Parrott et les autres économistes disent dans leur rapport que si les conducteurs reçoivent plus de protections, les résultats ne nuiront pas nécessairement aux conducteurs. Ces entreprises, cependant, peuvent prendre un petit coup. Les économistes ont estimé que les taux de commission d’Uber et Lyft ont diminué à New York de 15% en juin 2018 à 12,5% un an plus tard.
Un porte-parole d’Uber a déclaré que la politique de New York avait conduit à une augmentation des tarifs pour les passagers la première année de son entrée en vigueur.
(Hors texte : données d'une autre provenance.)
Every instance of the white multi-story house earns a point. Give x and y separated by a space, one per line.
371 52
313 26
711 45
Il a également déclaré que les règles de rémunération obligeaient Uber et Lyft à limiter le nombre de conducteurs pouvant être sur les applications, ce qui a conduit à des protestations de chauffeurs contre les entreprises.
«Au cours de la première année seulement de la mise en œuvre de la règle, les tarifs ont augmenté, des dizaines de milliers de conducteurs ont perdu un accès fiable à l’application et il y a eu des protestations massives de chauffeurs contre la loi», a déclaré le porte-parole. « Il n’est pas surprenant que les mêmes personnes qui ont créé la règle aient maintenant une étude montrant à quel point elle a réussi, mais les faits montrent le contraire. »
Le porte-parole a souligné un article de janvier dans le New York Times qui montre que certains voyages à l’aéroport dans la ville ont coûté jusqu’à 120 dollars. L’article cite la principale raison des tarifs élevés, car Uber et Lyft ont augmenté leurs prix après avoir eu des tarifs de trajet «artificiellement bon marché» dans les années avant de devenir des sociétés cotées en bourse.
Lyft a également mis en doute la validité de l’étude et a mis en garde contre l’impact négatif potentiel de ses conclusions. « Cette étude biaisée ne tient pas compte de l’impact réel de ces règles: des contrôles de l’offre se traduisant par dix mille New-Yorkais n’ayant aucun accès à des opportunités de revenus sur notre plateforme, plus une augmentation de prix de 25% qui nuit aux passagers à faible revenu », a déclaré une porte-parole entreprise.
Alors que les économistes qui ont rédigé le rapport mardi ont déclaré que New York était une ville unique à étudier car ils avaient reçu autant de données des régulateurs locaux, les leçons apprises pourraient encore s’appliquer à d’autres villes.